Gaussian distribution wrangling in Keras loss functions

For my machine learning task, I’m having my neural net trying to predict the intersection between two geometries. Having this is an important step towards building neural net heuristics on relevance: geometries with a large overlap are probably more relevant to each other in a geospatial processing task involving analysis of data quality or some other goal.

After dissecting the geometries to rough points and some one-hot encoded features, I took to building my first ‘hand-made’ neural net. This is by far the most complicated programming task I have undertaken so far. Although Keras is instrumental in deposing a lot of the complexity, it is very hard getting to know the API and its back end and getting some feeling for the intricacies and black art of neural net tuning. I did a lot of debugging and tried to do some unit testing, but the latter is especially hard since a lot of the code is handled in a mostly black box back end with deferred execution. It took two full weeks of hacking and testing to get some feel for what this system is all about.

One core thing my net is supposed to predict, is the position of x, y pairs of coordinates in longitude and latitude. The trouble is that the LSTM cell has trouble giving proper weights and biases in direct estimations of these pairs, comparing validation results with predicted results. The coordinates go up from (0, 0) to about (3, 20) with some parameter tweaking, but then the learning curve diminishes and converges to estimations half way across the globe, rendering its application completely useless. Moreover, the net invariably experiences ‘mode collapse’ (see also) where it just settles for a single sequence of points to represent the intersection, where this single sequence has an error of just about the same for every input.

However, good results have been gained with geometries, although in a different format than geospatial, through sketch-rnn. They tackle the training problem by estimating gaussian distributions of the target geometries, rather than direct sampling of the coordinate error. Somehow (I don’t understand why) this works a lot better. I hope that, in some far or near future, a network cell architecture will be devised that addresses this issue.

Attempts to calculate gaussian loss

Where you can simply calculate the loss for coordinates using mean squared error (mse), measuring the loss for gaussian parameters is harder. First, I needed to insert three extra positions in my vector for the bivariate gaussian parameters: a sigma for the axis, a sigma for the y axis and a rho for the correlation between the two gaussian distributions. The question is: how to minimize the cartesian distance between the validation coordinates and the predicted gaussians?

I’ve come up with a simple loss function that’s pretty robust, also for higher and lower range numbers:

from keras import backend as K
from keras.backend import epsilon
import numpy as np

def gaussian_1d_loss(target, prediction):
    x = target[:, 0:1]  # Assuming your distance and target sigma are here
    mu = prediction[:, 0:1]  # Assuming your distance and target sigma are here
    norm = K.log(1 + K.abs(x - mu))  # needs log of norm to counter large mu diffs
    variance = K.softplus(K.square(prediction[:, 1:2]))  # Softplus: prevent NaN on 0 sigma and converge to 0

    z = K.exp(-K.square(K.abs(norm)) / (2 * variance) + epsilon())

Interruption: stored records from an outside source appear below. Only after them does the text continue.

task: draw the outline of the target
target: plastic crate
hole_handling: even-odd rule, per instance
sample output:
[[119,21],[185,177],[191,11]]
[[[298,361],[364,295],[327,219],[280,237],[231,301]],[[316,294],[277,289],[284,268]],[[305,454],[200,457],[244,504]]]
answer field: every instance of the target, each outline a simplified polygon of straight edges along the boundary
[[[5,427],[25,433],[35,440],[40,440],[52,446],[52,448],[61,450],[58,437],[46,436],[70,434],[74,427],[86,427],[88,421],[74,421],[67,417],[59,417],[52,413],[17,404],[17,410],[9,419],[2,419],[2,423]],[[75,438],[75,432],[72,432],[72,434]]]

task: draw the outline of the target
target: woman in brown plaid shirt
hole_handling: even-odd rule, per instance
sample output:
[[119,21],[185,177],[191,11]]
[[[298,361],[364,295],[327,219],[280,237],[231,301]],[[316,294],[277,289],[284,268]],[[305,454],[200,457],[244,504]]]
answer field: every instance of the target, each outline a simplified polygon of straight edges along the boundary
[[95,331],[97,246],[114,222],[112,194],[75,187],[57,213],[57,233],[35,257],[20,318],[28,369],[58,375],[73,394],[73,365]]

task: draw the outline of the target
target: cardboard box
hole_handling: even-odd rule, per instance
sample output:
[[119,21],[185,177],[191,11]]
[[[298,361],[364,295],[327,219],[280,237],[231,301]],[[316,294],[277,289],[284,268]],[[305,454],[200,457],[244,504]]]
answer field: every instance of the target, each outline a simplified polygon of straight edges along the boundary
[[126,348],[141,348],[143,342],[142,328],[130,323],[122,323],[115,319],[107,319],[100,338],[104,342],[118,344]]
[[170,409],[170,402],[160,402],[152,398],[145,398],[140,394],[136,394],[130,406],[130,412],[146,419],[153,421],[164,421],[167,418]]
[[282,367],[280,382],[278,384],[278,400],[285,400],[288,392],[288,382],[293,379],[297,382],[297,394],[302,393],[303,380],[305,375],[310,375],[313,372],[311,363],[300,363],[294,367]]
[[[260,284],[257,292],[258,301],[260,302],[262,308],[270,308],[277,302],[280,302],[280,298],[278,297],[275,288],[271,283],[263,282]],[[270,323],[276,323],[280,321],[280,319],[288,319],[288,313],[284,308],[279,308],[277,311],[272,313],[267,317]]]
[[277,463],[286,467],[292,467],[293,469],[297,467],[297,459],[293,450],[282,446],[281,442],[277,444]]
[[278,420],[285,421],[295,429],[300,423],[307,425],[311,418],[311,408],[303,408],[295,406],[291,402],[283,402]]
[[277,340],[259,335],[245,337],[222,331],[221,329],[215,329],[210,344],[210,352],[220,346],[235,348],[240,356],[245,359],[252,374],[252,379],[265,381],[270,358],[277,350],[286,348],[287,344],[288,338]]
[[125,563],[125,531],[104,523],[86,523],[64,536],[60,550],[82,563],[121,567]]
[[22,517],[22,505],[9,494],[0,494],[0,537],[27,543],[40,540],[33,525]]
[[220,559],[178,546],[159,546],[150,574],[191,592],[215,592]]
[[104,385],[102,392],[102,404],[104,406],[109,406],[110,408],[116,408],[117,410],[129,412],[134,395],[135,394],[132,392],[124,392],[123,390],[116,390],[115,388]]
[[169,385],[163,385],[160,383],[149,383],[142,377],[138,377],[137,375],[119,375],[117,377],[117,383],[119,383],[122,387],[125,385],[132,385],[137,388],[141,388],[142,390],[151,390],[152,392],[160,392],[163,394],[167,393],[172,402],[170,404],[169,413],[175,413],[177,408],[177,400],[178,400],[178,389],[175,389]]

    # pdf -> 0 if sigma is very large or z -> 0; NaN if variance -> 0
    pdf = z / K.sqrt((2 * np.pi * variance) + epsilon())
    return -K.log(pdf + epsilon())  # inf if pdf -> 0


After a lot of experimentation and a little help from my supervisor I finally figured out what was going wrong. A lot depends on the rough equivalence of the scales of your input data and target data. To be precise: I have two buildings sitting next to each other, and I want to have the distance between them as precise as possible. The problem is that the coordinate system of longitude and latitude describe the location of the buildings on a world scale, where the distance is in mere meters. The significant digits the network needs to look at, are so far hidden behind the decimal dot that it doesn’t converge to anything remotely useful. It will project its estimations on a world scale, since the input data is expressed on a world scale. As soon as I shift my reference point to a local scale by subtracting a base offset (basically the lon and lat of the first point) from all points, the network is able to infer meaningful and correct answers.

If you have things in lon/lat degrees of shape (batch, 2, 2):

import numpy as np

# Bring coordinates and distance in roughly the same scale
base_precision = 1e6
base = np.floor(base_precision * training_vectors[:, 0:1, :])
base = np.repeat(base, 2, axis=1)
training_vectors = (base_precision * training_vectors) - base

The full working example is at:

This isn’t exactly doing anything useful yet, but it is a step in the right direction.